9. Si la requérante fait état du jugement du 15 octobre 2020 par lequel le tribunal administratif de Nantes a statué sur sa requête dirigée contre la décision du ministre de l'intérieur du 16 novembre 2017 rejetant sa demande de naturalisation, ce jugement, eu égard à son objet, est sans influence sur l'appréciation de la légalité de la décision du 8 septembre 2021 contestée dans la présente instance.

10. Il résulte de ce qui précède que Mme B C n'est pas fondée à demander l'annulation de la décision attaquée.
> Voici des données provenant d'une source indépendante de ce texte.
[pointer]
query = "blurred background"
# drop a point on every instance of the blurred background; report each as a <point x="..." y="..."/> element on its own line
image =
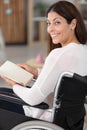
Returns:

Les conclusions à fin d'injonction qu'elle présente ne peuvent, dans ces conditions, être accueillies.

Sur les frais liés au litige :

11. Les dispositions de l'article L. 761-1 du code de justice administrative font obstacle à ce que soit mis à la charge de l'Etat, qui n'est pas dans la présente instance la partie perdante, le versement d'une somme à ce titre.

D E C I D E :

Article 1er : La requête de Mme B C est rejetée.

Article 2 : Le présent jugement sera notifié à Mme A B C et au ministre de l'intérieur et des outre-mer.

Copie en sera adressée à la Commission d'accès aux documents administratifs.

Rendu public par mise à disposition au greffe le 3 octobre 2023.

Le magistrat désigné,

A. DURUP de BALEINELa greffière,

L. LÉCUYER

La République mande et ordonne au ministre de l'intérieur et des outre-mer en ce qui le concerne ou à tous commissaires de justice à ce requis en ce qui concerne les voies de droit commun contre les parties privées, de pourvoir à l'exécution de la présente décision.